My thought is that there is a need both to avoid inference of cause and to avoid denying apparent cause. There is a very consistent story that worsening occurs after exertion but there is also a sense in which this is tripping something that can also have a mind of its own (or a cytokine of its own maybe).

Do you mean that you want to avoid saying that exertion causes the worsening of symptoms but rather say that it trips some biochemical process? So you'd prefer a term along the lines of 'post-exertion cytokine disorder' or something? But isn't our big problem that we don't know what that process is and so can't name it in that way?
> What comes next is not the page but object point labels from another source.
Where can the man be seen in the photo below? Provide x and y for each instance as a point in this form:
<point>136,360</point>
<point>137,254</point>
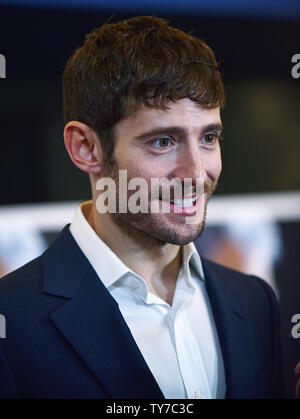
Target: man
<point>122,305</point>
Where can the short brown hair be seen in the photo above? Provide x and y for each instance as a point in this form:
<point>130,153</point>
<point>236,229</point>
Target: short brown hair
<point>139,61</point>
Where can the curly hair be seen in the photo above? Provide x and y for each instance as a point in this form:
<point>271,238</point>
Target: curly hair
<point>140,61</point>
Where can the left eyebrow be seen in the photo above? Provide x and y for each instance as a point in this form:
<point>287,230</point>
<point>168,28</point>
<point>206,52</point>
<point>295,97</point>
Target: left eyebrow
<point>177,130</point>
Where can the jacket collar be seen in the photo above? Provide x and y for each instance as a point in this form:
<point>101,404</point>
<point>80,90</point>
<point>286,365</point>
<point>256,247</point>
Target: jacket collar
<point>91,322</point>
<point>233,323</point>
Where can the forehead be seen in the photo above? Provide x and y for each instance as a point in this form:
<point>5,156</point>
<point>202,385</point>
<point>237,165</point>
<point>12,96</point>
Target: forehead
<point>184,112</point>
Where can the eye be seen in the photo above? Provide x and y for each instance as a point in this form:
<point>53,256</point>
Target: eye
<point>162,142</point>
<point>210,138</point>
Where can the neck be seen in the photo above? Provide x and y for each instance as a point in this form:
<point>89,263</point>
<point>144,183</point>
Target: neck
<point>158,263</point>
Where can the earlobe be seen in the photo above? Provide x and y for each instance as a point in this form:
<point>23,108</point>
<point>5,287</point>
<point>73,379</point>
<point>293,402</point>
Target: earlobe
<point>83,147</point>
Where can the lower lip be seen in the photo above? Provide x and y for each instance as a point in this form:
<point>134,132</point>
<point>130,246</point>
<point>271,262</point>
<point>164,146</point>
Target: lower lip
<point>183,210</point>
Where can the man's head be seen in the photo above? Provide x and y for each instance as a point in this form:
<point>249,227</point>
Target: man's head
<point>135,76</point>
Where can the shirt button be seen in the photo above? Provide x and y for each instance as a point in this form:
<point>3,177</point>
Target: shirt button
<point>134,284</point>
<point>197,394</point>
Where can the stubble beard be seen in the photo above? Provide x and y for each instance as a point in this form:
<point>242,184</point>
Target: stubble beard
<point>159,228</point>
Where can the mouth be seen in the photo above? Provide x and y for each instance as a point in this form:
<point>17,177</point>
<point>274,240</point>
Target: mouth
<point>187,206</point>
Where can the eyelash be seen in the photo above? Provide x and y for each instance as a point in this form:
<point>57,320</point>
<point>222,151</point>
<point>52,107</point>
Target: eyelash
<point>217,138</point>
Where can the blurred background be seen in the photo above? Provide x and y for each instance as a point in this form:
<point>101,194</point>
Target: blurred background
<point>254,217</point>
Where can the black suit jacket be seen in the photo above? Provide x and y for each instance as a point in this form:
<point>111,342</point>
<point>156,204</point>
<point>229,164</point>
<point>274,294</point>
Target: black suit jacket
<point>65,335</point>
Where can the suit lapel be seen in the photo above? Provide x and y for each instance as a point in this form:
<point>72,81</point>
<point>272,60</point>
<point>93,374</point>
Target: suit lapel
<point>91,322</point>
<point>233,327</point>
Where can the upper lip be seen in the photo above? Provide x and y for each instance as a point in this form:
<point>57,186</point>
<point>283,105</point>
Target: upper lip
<point>172,198</point>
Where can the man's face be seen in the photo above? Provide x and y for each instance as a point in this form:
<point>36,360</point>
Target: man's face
<point>181,142</point>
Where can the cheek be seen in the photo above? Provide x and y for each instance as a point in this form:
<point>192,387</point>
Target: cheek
<point>214,167</point>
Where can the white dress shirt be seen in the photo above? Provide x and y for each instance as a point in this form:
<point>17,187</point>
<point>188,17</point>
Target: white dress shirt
<point>179,343</point>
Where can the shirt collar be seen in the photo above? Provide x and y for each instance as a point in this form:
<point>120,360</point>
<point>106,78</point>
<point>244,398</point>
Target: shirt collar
<point>106,263</point>
<point>191,259</point>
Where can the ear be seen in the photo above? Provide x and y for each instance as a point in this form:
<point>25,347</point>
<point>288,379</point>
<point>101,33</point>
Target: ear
<point>83,146</point>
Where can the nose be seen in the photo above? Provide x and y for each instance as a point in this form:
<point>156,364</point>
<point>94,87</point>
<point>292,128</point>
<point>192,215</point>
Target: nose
<point>189,163</point>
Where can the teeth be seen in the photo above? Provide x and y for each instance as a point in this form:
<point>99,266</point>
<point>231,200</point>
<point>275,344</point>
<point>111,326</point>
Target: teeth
<point>184,202</point>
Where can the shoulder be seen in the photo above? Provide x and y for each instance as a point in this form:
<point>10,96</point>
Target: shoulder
<point>23,280</point>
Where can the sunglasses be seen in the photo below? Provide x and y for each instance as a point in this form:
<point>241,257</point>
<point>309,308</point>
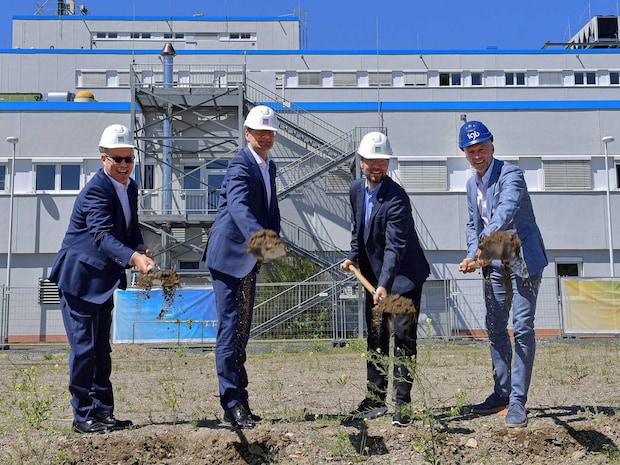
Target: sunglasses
<point>121,159</point>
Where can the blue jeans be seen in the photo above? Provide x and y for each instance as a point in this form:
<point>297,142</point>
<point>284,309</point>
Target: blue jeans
<point>504,290</point>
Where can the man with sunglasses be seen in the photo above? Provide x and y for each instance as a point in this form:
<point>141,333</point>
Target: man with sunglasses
<point>102,240</point>
<point>247,204</point>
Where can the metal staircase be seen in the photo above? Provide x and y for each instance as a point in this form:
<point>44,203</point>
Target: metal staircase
<point>326,147</point>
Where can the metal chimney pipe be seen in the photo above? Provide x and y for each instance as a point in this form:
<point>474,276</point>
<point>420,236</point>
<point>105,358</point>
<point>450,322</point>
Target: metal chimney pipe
<point>168,53</point>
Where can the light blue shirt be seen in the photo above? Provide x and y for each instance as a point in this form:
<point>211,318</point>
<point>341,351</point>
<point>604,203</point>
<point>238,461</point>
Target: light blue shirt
<point>369,202</point>
<point>264,170</point>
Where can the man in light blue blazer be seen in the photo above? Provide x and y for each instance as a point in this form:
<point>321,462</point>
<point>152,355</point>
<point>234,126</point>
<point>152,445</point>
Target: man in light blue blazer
<point>102,240</point>
<point>247,204</point>
<point>498,200</point>
<point>385,246</point>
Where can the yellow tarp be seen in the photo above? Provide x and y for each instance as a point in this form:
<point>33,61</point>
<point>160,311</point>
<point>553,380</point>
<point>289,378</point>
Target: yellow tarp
<point>591,306</point>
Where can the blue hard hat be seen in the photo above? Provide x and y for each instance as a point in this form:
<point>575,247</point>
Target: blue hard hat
<point>472,133</point>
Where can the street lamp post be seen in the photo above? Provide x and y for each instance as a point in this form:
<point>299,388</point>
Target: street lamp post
<point>608,140</point>
<point>7,288</point>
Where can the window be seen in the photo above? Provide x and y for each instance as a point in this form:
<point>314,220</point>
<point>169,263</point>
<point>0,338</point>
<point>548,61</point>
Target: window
<point>585,77</point>
<point>449,79</point>
<point>338,181</point>
<point>149,177</point>
<point>345,79</point>
<point>309,79</point>
<point>240,36</point>
<point>69,177</point>
<point>551,78</point>
<point>419,176</point>
<point>515,79</point>
<point>45,177</point>
<point>381,79</point>
<point>567,174</point>
<point>92,79</point>
<point>195,193</point>
<point>415,79</point>
<point>57,177</point>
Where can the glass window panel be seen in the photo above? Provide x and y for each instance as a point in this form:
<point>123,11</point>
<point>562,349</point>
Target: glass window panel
<point>45,177</point>
<point>70,177</point>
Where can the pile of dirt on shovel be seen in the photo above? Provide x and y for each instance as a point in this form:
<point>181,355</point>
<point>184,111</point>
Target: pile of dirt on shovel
<point>266,244</point>
<point>502,245</point>
<point>392,305</point>
<point>169,281</point>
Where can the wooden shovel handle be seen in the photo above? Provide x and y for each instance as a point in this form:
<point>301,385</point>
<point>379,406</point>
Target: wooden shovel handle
<point>362,280</point>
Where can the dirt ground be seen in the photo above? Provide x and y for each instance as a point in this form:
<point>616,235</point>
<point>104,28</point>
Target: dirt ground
<point>303,394</point>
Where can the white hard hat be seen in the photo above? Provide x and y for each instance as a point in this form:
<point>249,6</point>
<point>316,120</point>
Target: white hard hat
<point>117,136</point>
<point>375,146</point>
<point>261,117</point>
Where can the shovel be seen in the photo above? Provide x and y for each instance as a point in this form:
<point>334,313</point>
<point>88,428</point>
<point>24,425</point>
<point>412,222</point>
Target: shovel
<point>392,304</point>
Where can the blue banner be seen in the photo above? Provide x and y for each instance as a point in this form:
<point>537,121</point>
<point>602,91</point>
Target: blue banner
<point>152,316</point>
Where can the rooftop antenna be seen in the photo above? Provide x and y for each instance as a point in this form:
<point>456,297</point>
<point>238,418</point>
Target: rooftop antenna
<point>133,34</point>
<point>378,77</point>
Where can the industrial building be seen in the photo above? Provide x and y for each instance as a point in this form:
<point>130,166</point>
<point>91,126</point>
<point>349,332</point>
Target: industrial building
<point>184,84</point>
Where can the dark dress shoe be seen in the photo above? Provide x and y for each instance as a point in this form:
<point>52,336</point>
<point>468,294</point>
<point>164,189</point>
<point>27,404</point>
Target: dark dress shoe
<point>252,415</point>
<point>106,418</point>
<point>238,416</point>
<point>89,426</point>
<point>110,421</point>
My sense is that if the aim is persuade medical professionals not necessarily directly involved in ME/CFS (which tends to mean they are out causes) that the syndrome has a very particular history pattern that can be described without necessarily referring to causation but which often seems to reflect exertion and which at present does not make sense in terms of any understood regulatory pathways. I have met people who crash and they are in bed so they must be crashed. I cannot deny that. It is as much as anything a way of getting the medical community to see that the problem is not just talk.

I agree that it would be good to have a term that doesn't encourage the medical community to decide that this is all in our heads but it seems to take remarkably little (or indeed nothing) for them to think that. If clearly describing the symptom requires us to say that it follows exertion, I don't see how we can get away from something like PEM when we don't yet have a mechanism.